Similarly, Spock's developers hope to ensure that, as on Google, the results that are most likely to be relevant are near the top of the results.
Another major concern is what Spock calls "entity resolution" -- distinguishing one person with the same name from another. This problem is so large that, as part of the pre-launch publicity, Spock is hoping to enlist non-employees in the search for ways and means by sponsoring a contest for the best solution to this problem, with results to be judged by Stanford computer science professors and a first prize of $50,000.
Yet another problem is ensuring that assigning tags doesn't get out of hand. Only registered users are allowed to add tags or vote on them, and who supported each tag will be clearly visible to all users. Then, over time, users' votes will become weighted depending on their behavior. "You can almost think of it like Wikipedia," Bhatti says, "where no one can edit George Bush's profile unless they've been registered on Wikipedia for six months and they're doing good work. The same thing on Spock: certain users will have more power based on the authority they've shown on Spock in terms of tagging, voting, and adding other people."

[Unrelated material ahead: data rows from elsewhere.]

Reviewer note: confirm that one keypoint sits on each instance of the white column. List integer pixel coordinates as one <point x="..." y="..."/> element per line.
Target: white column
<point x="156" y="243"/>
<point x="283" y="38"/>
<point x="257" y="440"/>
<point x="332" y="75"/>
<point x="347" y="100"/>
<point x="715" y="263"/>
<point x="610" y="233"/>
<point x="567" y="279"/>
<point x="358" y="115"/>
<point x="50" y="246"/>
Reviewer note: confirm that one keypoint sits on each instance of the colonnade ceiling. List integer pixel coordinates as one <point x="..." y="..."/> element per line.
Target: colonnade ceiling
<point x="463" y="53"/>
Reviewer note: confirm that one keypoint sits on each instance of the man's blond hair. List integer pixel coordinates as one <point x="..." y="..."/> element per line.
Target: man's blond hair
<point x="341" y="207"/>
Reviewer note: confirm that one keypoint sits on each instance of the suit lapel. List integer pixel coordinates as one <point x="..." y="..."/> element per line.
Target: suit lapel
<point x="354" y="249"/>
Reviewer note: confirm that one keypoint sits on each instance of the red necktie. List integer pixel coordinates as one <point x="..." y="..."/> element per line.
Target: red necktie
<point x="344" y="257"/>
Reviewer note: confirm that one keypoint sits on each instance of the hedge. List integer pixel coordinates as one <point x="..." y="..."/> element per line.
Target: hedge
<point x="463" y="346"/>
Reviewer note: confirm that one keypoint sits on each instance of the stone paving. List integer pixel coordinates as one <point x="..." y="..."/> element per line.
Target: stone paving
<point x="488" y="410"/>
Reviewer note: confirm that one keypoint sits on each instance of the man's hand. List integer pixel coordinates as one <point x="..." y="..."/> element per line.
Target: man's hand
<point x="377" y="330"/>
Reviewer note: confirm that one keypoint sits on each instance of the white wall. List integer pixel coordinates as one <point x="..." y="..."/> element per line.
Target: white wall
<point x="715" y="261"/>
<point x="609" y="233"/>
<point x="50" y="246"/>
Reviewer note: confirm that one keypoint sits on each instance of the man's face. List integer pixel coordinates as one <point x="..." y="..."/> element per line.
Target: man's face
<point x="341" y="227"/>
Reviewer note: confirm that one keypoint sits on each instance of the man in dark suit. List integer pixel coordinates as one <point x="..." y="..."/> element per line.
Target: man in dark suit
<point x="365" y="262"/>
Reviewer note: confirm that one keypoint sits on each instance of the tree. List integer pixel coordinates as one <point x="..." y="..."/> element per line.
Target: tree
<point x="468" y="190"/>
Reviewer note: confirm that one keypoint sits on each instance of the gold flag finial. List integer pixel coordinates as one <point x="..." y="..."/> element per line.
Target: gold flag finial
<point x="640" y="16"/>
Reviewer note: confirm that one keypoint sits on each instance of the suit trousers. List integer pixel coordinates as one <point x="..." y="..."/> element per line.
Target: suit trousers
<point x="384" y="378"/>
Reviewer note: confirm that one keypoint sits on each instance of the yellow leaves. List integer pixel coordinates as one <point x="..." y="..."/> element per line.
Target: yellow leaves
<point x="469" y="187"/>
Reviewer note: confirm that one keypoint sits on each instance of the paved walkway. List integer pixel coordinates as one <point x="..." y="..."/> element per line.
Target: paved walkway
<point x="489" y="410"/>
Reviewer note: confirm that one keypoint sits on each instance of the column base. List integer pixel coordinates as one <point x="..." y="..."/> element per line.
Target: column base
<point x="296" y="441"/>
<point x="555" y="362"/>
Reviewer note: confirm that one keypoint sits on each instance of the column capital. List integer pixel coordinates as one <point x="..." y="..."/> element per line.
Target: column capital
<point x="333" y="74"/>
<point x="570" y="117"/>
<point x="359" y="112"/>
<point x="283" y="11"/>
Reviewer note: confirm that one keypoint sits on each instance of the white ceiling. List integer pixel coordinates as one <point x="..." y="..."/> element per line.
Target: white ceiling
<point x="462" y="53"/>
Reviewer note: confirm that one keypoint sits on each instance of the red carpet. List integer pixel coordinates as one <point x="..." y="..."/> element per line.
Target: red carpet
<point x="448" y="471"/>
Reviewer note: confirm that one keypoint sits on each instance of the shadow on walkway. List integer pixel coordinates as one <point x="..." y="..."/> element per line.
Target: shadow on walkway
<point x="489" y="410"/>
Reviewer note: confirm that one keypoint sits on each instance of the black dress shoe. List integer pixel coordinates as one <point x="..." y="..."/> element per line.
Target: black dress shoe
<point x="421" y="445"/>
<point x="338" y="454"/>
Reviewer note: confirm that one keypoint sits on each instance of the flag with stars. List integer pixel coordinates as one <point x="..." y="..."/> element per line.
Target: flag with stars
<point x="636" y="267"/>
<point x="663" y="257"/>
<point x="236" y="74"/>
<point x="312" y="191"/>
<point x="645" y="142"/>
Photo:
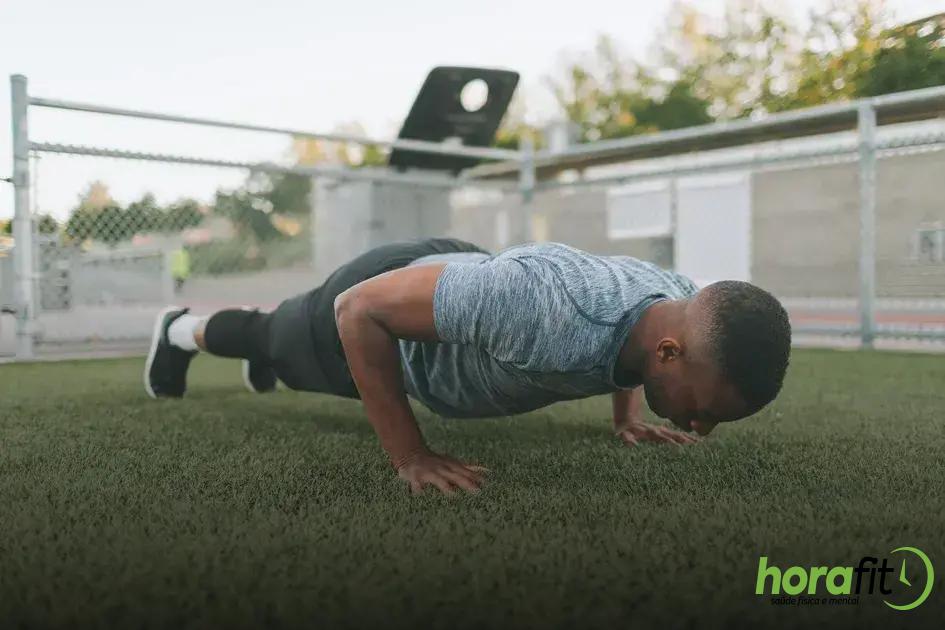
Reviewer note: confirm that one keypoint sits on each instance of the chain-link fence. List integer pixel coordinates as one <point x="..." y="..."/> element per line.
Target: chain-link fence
<point x="92" y="278"/>
<point x="845" y="224"/>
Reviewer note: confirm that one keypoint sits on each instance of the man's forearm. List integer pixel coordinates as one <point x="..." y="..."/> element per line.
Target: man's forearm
<point x="374" y="360"/>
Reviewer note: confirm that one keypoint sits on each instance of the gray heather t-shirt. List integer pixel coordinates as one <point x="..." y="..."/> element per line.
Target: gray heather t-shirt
<point x="532" y="325"/>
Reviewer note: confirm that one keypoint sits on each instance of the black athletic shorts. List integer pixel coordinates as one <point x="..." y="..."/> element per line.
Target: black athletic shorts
<point x="304" y="346"/>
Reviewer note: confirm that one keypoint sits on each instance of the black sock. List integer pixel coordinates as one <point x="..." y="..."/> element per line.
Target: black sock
<point x="238" y="334"/>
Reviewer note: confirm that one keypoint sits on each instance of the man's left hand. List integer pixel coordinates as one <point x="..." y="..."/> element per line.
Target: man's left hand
<point x="634" y="433"/>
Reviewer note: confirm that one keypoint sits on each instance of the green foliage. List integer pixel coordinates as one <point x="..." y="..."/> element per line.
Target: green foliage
<point x="609" y="97"/>
<point x="46" y="224"/>
<point x="751" y="61"/>
<point x="112" y="224"/>
<point x="909" y="58"/>
<point x="228" y="256"/>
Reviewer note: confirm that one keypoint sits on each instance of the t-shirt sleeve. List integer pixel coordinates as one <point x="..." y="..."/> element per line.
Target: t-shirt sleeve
<point x="495" y="305"/>
<point x="465" y="299"/>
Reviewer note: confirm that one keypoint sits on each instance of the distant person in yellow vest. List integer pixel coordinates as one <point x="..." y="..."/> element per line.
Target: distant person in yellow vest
<point x="180" y="268"/>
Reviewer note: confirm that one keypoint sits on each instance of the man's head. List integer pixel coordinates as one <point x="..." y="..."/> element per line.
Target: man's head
<point x="721" y="359"/>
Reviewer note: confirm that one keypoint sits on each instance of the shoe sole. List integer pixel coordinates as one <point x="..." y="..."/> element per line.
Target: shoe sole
<point x="155" y="341"/>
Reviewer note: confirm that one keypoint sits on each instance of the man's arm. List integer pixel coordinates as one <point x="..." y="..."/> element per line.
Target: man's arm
<point x="629" y="425"/>
<point x="372" y="316"/>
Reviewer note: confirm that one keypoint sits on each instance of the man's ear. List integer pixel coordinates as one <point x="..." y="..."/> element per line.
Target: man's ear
<point x="668" y="350"/>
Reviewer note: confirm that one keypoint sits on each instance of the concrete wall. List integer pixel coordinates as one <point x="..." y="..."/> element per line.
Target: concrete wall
<point x="578" y="218"/>
<point x="353" y="217"/>
<point x="805" y="228"/>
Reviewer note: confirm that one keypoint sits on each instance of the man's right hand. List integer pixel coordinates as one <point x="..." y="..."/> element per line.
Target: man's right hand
<point x="427" y="468"/>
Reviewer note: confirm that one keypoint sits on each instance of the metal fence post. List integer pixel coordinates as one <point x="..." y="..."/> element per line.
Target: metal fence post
<point x="23" y="260"/>
<point x="526" y="182"/>
<point x="866" y="122"/>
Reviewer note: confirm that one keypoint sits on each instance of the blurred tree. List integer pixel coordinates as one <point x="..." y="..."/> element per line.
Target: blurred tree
<point x="608" y="97"/>
<point x="98" y="217"/>
<point x="740" y="64"/>
<point x="249" y="212"/>
<point x="144" y="215"/>
<point x="514" y="126"/>
<point x="181" y="215"/>
<point x="839" y="49"/>
<point x="47" y="224"/>
<point x="911" y="56"/>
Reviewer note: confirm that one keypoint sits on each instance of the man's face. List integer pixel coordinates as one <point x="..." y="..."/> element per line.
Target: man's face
<point x="689" y="392"/>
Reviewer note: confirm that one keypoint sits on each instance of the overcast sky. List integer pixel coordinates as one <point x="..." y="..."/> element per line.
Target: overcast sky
<point x="307" y="65"/>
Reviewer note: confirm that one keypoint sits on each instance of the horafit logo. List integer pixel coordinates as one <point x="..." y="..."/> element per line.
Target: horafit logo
<point x="904" y="581"/>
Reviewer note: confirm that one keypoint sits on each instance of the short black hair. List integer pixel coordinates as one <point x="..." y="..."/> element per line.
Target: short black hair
<point x="749" y="339"/>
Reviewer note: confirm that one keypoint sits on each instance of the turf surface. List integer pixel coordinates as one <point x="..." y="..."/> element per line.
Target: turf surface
<point x="229" y="509"/>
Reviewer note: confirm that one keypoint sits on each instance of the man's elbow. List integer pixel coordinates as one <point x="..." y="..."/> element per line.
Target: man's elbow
<point x="348" y="305"/>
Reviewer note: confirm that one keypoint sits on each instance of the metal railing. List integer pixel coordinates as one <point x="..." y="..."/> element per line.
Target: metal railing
<point x="535" y="173"/>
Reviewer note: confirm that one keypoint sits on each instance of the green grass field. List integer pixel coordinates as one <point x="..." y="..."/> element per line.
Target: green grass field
<point x="234" y="510"/>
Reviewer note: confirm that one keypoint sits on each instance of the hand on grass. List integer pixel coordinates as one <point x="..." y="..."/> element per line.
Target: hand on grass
<point x="633" y="433"/>
<point x="427" y="468"/>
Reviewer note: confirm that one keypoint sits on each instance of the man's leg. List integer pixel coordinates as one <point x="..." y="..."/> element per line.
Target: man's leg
<point x="234" y="333"/>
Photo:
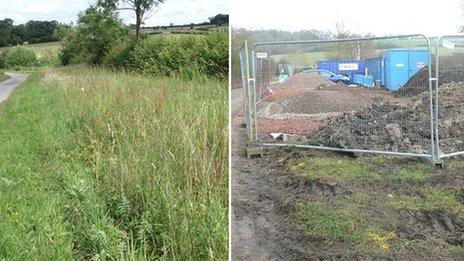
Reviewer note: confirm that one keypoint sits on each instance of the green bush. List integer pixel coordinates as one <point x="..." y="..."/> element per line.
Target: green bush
<point x="2" y="58"/>
<point x="120" y="56"/>
<point x="19" y="56"/>
<point x="186" y="56"/>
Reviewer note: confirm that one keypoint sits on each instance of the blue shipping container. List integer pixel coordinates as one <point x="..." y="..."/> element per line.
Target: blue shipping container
<point x="374" y="67"/>
<point x="398" y="65"/>
<point x="348" y="68"/>
<point x="364" y="80"/>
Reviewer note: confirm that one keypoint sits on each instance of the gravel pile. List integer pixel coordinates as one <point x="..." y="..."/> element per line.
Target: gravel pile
<point x="398" y="127"/>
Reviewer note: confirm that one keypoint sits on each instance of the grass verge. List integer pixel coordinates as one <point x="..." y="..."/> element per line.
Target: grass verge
<point x="3" y="76"/>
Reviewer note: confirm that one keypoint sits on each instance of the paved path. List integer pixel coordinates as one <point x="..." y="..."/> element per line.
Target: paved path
<point x="7" y="86"/>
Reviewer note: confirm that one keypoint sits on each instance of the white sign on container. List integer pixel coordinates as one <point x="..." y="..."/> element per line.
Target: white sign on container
<point x="347" y="66"/>
<point x="448" y="44"/>
<point x="261" y="55"/>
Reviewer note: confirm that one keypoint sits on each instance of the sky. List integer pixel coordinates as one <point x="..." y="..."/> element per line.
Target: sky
<point x="172" y="11"/>
<point x="388" y="17"/>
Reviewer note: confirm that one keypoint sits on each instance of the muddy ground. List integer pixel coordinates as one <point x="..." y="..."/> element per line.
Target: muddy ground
<point x="305" y="102"/>
<point x="302" y="205"/>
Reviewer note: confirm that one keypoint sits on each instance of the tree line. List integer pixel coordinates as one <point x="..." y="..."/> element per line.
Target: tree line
<point x="31" y="32"/>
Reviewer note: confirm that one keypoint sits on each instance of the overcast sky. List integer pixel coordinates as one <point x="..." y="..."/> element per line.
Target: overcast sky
<point x="172" y="11"/>
<point x="432" y="17"/>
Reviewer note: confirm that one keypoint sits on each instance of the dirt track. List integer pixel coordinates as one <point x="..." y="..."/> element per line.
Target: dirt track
<point x="255" y="219"/>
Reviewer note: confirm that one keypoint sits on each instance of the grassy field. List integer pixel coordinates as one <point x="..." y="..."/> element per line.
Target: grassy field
<point x="101" y="165"/>
<point x="3" y="76"/>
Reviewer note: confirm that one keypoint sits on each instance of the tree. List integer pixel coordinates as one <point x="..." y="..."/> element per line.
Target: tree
<point x="219" y="19"/>
<point x="97" y="31"/>
<point x="143" y="10"/>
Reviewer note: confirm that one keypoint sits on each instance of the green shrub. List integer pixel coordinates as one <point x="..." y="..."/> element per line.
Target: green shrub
<point x="120" y="56"/>
<point x="187" y="56"/>
<point x="20" y="56"/>
<point x="2" y="58"/>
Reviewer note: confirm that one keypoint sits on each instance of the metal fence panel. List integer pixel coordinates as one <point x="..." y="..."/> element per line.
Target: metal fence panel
<point x="381" y="109"/>
<point x="449" y="95"/>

As on Flickr, such trusted users will be able to earn extra privileges, such as the use of a power interface from which they can add bulk tags or edit information. According to Bhatti, Spock is also considering two or three tiers of privileges. "If people are doing really good work, we want to reward that," Bhatti says.
Conversely, if a user starts adding malicious or slanderous tags, or becomes the object of other's people's complaints, their privileges could be decreased or removed after a review by the company. In extreme cases, the user's privileges could be removed altogether. Should an admonished user's behavior improve, then they might have their privileges reinstated.
What Bhatti calls "personal identifiers" -- email and street addresses of famous people, birth dates, social insurance numbers and similar information -- will not be used on Spock. "We've made a conscious decision that, even if we find such data, we will never display it on Spock," Bhatti says. "We will always hide it. Because we don't think that's the most relevant thing." Bhatti also promises that Spock's bots will not search password protected sites, or sites whose robot.txt files request otherwise.
Spock vs. Google, Et Al.
As a third generation search engine, Spock faces a crowd of competitors. However, Bhatti insists that Spock's research and chosen specialization will be enough to differentiate it from the pack.
For instance, he characterizes fellow newcomer Wink as trying to compete in the same space, but as "more of a social network. By contrast, Spock's strategy is "pure search" and based on the development of intellectual property. "We're making a really determined effort to go at this from a hard science perspective," Bhatti says.